Arnold menyingkirkan para Rogue di sepanjang jalannya menuju putranya tersebut. Ia melaju siap memberikan bantuan.
"Tetaplah di balik punggungku, Rena!" teriak Rey memerintah. Bagaimana pun tidak sukanya ia akan perjodohan, tapi gadis yang cedera ini adalah calon Lunanya. Naluri kejantanannya terdorong untuk menyelamatkannya.
Florena menggenggam bawah lengannya untuk menghentikan pendarahan. Pijakannya limbung dan bersandar pada punggung calon pasangannya itu.
Keadaan kawanan Ruby Howl juga susah digambarkan, karena kondisi ketahanannya sedang tidak bisa diharapkan. Dari lima belas ekor serigala yang berjuang, hanya tiga ekor dengan ranking tertinggi yang masih tegar menyerang balik para Rogue. Sisanya terkapat tak berdaya beserta sebagian besar kedua anggota kawanan lainnya.

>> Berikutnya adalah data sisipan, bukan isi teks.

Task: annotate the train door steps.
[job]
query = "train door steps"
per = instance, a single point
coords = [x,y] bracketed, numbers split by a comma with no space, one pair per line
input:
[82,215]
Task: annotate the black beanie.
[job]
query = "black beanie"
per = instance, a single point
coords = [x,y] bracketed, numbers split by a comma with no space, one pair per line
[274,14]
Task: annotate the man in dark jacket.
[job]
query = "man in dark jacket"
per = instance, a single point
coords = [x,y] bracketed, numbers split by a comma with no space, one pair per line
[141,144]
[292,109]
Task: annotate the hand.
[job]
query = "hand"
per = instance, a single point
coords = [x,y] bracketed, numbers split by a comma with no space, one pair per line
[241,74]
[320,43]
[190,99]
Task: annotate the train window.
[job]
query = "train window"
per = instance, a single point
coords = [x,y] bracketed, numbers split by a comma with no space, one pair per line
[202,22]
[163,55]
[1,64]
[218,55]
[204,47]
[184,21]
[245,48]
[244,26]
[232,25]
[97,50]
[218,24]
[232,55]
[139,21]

Lovina memacu tungkai kakinya untuk kembali ke arena peperangan. Tergantung sebuah kompres dingin dari gigi-giginya yang mengatup. Ia segera memblokir telepatinya agar tujuannya tidak diketahui oleh para lawan. Begitu hendak dilemparkannya kompres itu ke arah putranya, seekor Rogue betina menyabetkan cakar ke rahang Lovina. Kompres jatuh dan esnya berhamburan.

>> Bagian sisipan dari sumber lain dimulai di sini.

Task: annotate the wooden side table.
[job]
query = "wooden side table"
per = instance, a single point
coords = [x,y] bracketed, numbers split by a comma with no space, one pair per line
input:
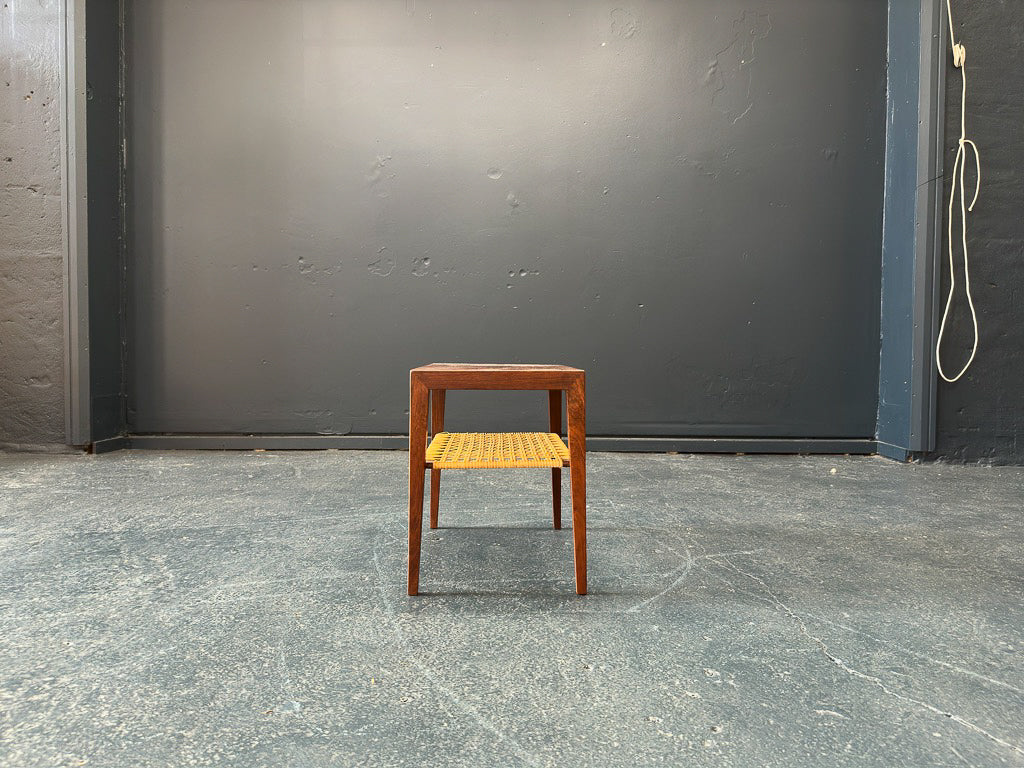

"ARRRGGGHHHH!" Luna itu meraung penuh kekesalan. Ia segera bangkit dan memberikan betina gembel itu pelajaran.
Sementara itu di tepian hutan area Bergen, keluarga Jordahl yang sedang mengantarkan pesanan ke kerabat jauhnya itu memarkir mobilnya tiba-tiba. Alexei hanya berpamitan untuk buang air kecil dan melesat keluar mobil.

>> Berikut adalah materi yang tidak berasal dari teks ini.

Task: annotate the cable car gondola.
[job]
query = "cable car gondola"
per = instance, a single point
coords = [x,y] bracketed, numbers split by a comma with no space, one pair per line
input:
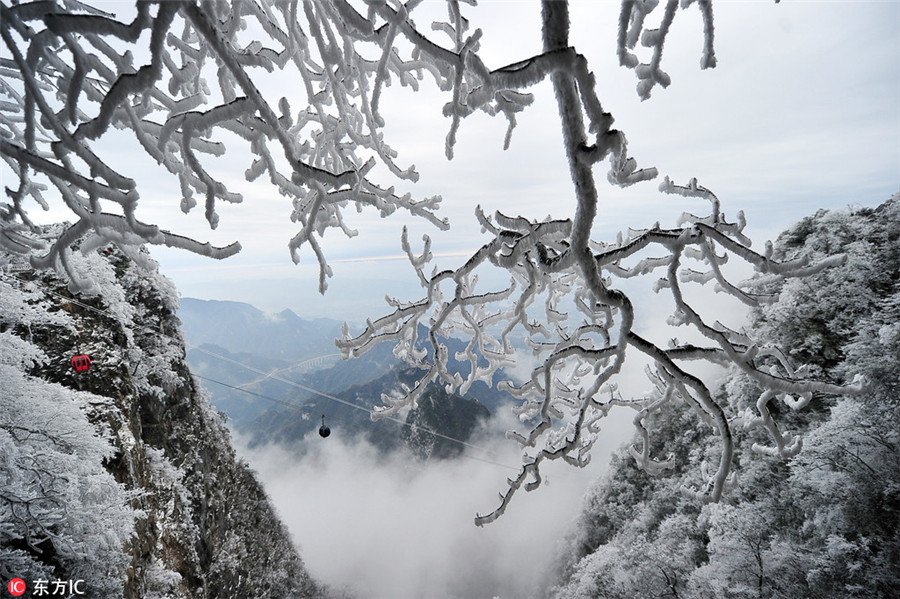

"Ayo, Pa! Kami sudah siap berangkat ini! Tiiin ... tiiin ..." teriak Penelope dari dalam mobil sambil menekan-nekan klakson. Gadis itu memang tidak sabaran dan paling tidak suka disuruh menunggu.
"Hentikan, Poppi! Biarkan Papamu menyelesaikan urusannya dulu!" sergah Liv seraya menangkis tangan putrinya yang terulur dari jok belakang ke setir mobil.
Alexei mendadak berlari sekuat tenaga dari arah hutan dan tanpa berkata sepatah kata pun, ia masuk mobil. Dijalankannya mobilnya dengan kecepatan maksimum ke jalan setapak kecil yang menyibak hutan hingga menaiki bukit.
"Aaaaaaa ...!" Penelope dan Liv berteriak ketakutan.
Alexei tidak peduli dan terus menancapkan gasnya. Terdengar riuhnya suara lolongan dan raungan serigala.
Serigala terbesar yang seolah seperti ketua kawanan Rogue itu sudah bersiap menumbukkan kepalan cakar kanannya pada Rey yang dicengkeram lengan kanannya, ketika deruman mesin mobil terdengar semakin nyaring. Sebagian besar serigala berhasil menyingkir begitu dikejutkan lampu sorot dari mobil tersebut.
Alexei mendengus dengan keras. Liv hanya bisa mencengkeram jok mobilnya. Sementara Penelope merasa mual dan pusing luar biasa. Ia tidak sepenuhnya yakin bahwa yang dirasanya saat itu bukanlah mimpi buruk. Samar-samar dilihatnya seekor serigala di balik kemudi mobilnya. Kepalanya berdenyut keras.
Rey mendadak mencium aroma manis yang sangat pekat mengalahkan bau-bau busuk dari badan Rogue. Ia teringat bau ini pernah ditangkap hidungnya, tapi ia sedang tidak bisa memproses ingatannya sepenuhnya. Pergerakan seluruh makhluk hidup pada momen itu seolah berada pada mode slow motion.
Sebuah mobil menabrak kencang tubuh seekor serigala, "BRAAAAAK!"